Robust Harmful Features Under Jailbreak Attacks: Mechanistic Evidence from Attention Head Specialization in Large Language Models
Abstract
Jailbreak attacks bypass LLM safety alignment, yet their mechanisms remain poorly understood. We provide evidence that attacks do not eliminate safety features but selectively suppress specific attention heads. We identify two functionally differentiated types: Adversarially Compromised Heads (ACHs) concentrated in early layers, which are suppressed under attacks; and Safety-Aligned Heads (SAHs) in mid-layers, which maintain robust activations even when attacks succeed. Ablation studies support their causal roles: suppressing a small number of ACHs is sufficient to induce jailbreak-like behavior on normally refused inputs, while removing SAHs substantially weakens mid-layer safety activations.

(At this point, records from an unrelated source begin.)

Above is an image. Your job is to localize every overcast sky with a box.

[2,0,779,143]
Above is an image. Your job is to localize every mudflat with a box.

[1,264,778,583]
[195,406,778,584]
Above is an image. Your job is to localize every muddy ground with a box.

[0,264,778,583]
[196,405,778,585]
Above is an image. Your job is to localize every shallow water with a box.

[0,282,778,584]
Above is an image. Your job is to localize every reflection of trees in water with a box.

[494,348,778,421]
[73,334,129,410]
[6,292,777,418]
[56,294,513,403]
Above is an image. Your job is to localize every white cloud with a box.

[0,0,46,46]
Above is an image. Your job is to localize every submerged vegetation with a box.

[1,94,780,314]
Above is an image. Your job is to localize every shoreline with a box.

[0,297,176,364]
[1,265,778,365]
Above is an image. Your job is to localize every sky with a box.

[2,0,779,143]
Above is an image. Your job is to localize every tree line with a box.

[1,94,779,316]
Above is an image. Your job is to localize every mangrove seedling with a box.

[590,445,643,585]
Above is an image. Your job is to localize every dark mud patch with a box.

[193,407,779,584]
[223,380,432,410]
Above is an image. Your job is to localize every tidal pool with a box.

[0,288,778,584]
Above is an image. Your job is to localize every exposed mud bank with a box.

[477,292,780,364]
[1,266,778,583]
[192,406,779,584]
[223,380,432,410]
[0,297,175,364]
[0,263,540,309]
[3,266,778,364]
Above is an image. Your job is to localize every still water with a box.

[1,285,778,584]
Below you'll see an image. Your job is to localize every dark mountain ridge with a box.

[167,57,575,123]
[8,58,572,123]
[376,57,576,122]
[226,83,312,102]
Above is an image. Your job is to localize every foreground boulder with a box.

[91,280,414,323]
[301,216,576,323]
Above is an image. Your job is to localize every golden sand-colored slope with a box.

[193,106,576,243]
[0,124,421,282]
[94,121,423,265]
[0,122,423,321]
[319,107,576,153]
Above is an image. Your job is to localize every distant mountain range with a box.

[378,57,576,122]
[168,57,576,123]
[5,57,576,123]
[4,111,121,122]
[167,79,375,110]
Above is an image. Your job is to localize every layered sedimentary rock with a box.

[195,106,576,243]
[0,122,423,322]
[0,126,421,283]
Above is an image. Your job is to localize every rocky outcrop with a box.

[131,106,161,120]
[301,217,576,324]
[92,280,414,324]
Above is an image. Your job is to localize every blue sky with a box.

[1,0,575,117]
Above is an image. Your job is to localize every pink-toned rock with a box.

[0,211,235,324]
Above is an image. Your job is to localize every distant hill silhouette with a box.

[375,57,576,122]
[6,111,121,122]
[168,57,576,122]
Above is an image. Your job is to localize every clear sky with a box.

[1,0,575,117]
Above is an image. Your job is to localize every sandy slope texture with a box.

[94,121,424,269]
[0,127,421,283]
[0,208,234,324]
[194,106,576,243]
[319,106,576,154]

Token-level attribution further shows that ACH suppression is driven specifically by attack-template tokens. This provides a mechanistic account of why attacks bypass refusal decisions through ACH suppression, yet may not fully eliminate the internal safety signals sustained by SAHs---a phenomenon we term Robust Harmful Features. To validate the practical significance of this robustness, we show that simply reading these persistent activations---without any training---yields a detection signal competitive with dedicated safety models on most benchmarks.